SEAC at their meeting on 28 November were informed about the key elements of the strategy to protect patients against possible vCJD risk that was to be announced on 4 January 2001. The extract from the SEAC public statement describes this discussion as follows:

"The Committee were informed of the Department of Health's strategy to combat the theoretical and presently unquantifiable risk of person to person transmission of vCJD via surgical instruments. A major initiative had been launched to improve standards of washing, decontamination and general hygiene, earlier identified by the Committee to be key steps in reducing risk. This would take some time to yield results. In the meantime, single use instrument sets for tonsillectomies were likely to be introduced in the first instance.

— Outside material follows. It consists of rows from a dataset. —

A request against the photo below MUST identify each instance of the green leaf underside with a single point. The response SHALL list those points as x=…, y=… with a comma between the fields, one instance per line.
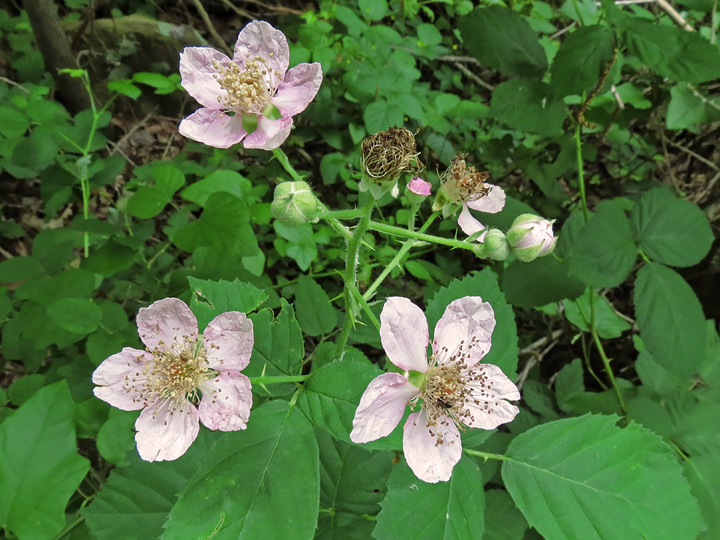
x=259, y=483
x=575, y=478
x=415, y=510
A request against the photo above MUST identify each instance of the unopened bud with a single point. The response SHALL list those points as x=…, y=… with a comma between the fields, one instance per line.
x=294, y=203
x=531, y=237
x=495, y=245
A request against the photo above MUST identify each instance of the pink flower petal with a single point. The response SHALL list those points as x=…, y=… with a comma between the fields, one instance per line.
x=259, y=38
x=381, y=407
x=270, y=134
x=492, y=203
x=465, y=328
x=419, y=186
x=431, y=462
x=404, y=334
x=491, y=393
x=228, y=341
x=213, y=127
x=165, y=431
x=196, y=68
x=122, y=381
x=470, y=225
x=166, y=321
x=298, y=89
x=226, y=402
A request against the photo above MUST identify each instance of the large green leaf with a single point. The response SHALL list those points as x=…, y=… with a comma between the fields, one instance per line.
x=579, y=64
x=604, y=251
x=528, y=105
x=674, y=53
x=263, y=482
x=502, y=39
x=39, y=465
x=703, y=474
x=503, y=352
x=669, y=230
x=415, y=510
x=573, y=478
x=670, y=319
x=211, y=298
x=316, y=313
x=136, y=500
x=278, y=350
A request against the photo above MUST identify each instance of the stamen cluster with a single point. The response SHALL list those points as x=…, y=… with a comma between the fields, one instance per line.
x=387, y=154
x=463, y=183
x=248, y=90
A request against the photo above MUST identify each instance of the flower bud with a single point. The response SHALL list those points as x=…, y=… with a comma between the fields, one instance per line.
x=495, y=245
x=294, y=203
x=531, y=237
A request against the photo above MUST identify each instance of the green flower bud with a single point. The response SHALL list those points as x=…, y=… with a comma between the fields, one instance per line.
x=495, y=245
x=531, y=237
x=294, y=203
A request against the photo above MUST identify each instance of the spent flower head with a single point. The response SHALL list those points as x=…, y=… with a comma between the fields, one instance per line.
x=463, y=185
x=251, y=97
x=385, y=156
x=453, y=389
x=180, y=378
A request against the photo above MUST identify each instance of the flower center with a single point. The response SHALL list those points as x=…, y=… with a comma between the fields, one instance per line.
x=174, y=371
x=463, y=183
x=455, y=392
x=248, y=90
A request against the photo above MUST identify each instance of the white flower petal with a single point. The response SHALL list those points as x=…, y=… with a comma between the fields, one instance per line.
x=381, y=407
x=226, y=402
x=431, y=462
x=164, y=322
x=197, y=71
x=166, y=430
x=491, y=203
x=464, y=329
x=259, y=38
x=404, y=334
x=228, y=341
x=121, y=380
x=491, y=409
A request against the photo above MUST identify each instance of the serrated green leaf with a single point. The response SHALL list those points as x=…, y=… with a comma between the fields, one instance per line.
x=502, y=39
x=39, y=465
x=75, y=315
x=572, y=478
x=604, y=251
x=415, y=510
x=136, y=499
x=504, y=350
x=579, y=64
x=674, y=53
x=528, y=105
x=332, y=393
x=670, y=319
x=704, y=477
x=268, y=470
x=211, y=298
x=315, y=311
x=669, y=230
x=539, y=282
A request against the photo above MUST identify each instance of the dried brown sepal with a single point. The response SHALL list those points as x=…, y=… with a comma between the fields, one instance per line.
x=387, y=154
x=463, y=183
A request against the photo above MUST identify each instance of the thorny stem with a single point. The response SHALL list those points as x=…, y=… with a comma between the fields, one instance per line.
x=350, y=275
x=486, y=455
x=399, y=231
x=285, y=162
x=407, y=246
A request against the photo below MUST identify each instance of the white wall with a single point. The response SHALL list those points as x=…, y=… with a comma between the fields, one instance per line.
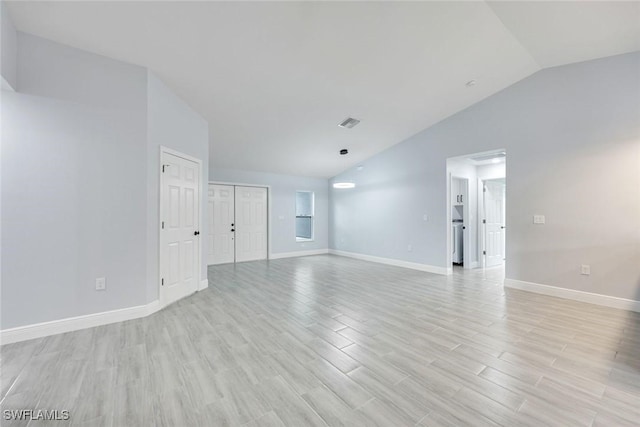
x=172, y=124
x=8, y=47
x=53, y=70
x=572, y=136
x=283, y=206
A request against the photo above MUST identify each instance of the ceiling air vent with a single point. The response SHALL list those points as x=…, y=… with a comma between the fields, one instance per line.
x=349, y=123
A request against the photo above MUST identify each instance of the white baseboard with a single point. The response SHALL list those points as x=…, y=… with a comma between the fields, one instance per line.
x=394, y=262
x=572, y=294
x=70, y=324
x=299, y=253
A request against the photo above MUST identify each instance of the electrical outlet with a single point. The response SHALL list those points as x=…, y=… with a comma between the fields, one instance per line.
x=538, y=219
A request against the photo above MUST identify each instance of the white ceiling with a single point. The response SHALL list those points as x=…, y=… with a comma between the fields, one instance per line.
x=274, y=79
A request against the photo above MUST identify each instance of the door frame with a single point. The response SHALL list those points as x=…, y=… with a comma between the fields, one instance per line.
x=167, y=150
x=483, y=226
x=243, y=184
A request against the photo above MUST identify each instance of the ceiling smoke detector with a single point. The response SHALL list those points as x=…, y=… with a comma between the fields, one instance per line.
x=349, y=122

The Committee welcomed the overall risk reduction strategy and the advances being made on decontamination. The committee also endorsed the concept of using tonsillectomy as a pilot scheme to see how single-use instruments would work in practice. In addition, the Committee recommended that the introduction of single-use instruments for other higher risk procedures should not be abandoned; that instrument labelling and tracking should be improved; that the monitoring of decontamination procedures should be both frequent and robust; and that it would be desirable for the reforms outlined to encompass private and military hospitals as well as the NHS."

Thus, the strategy itself was broadly welcomed by SEAC, the parent committee. The announcement on 4 January 2001 drew on the public statement of SEAC.

The Government value the work that the panel is undertaking and are allocating appropriate resources to enable it to fulfil its remit.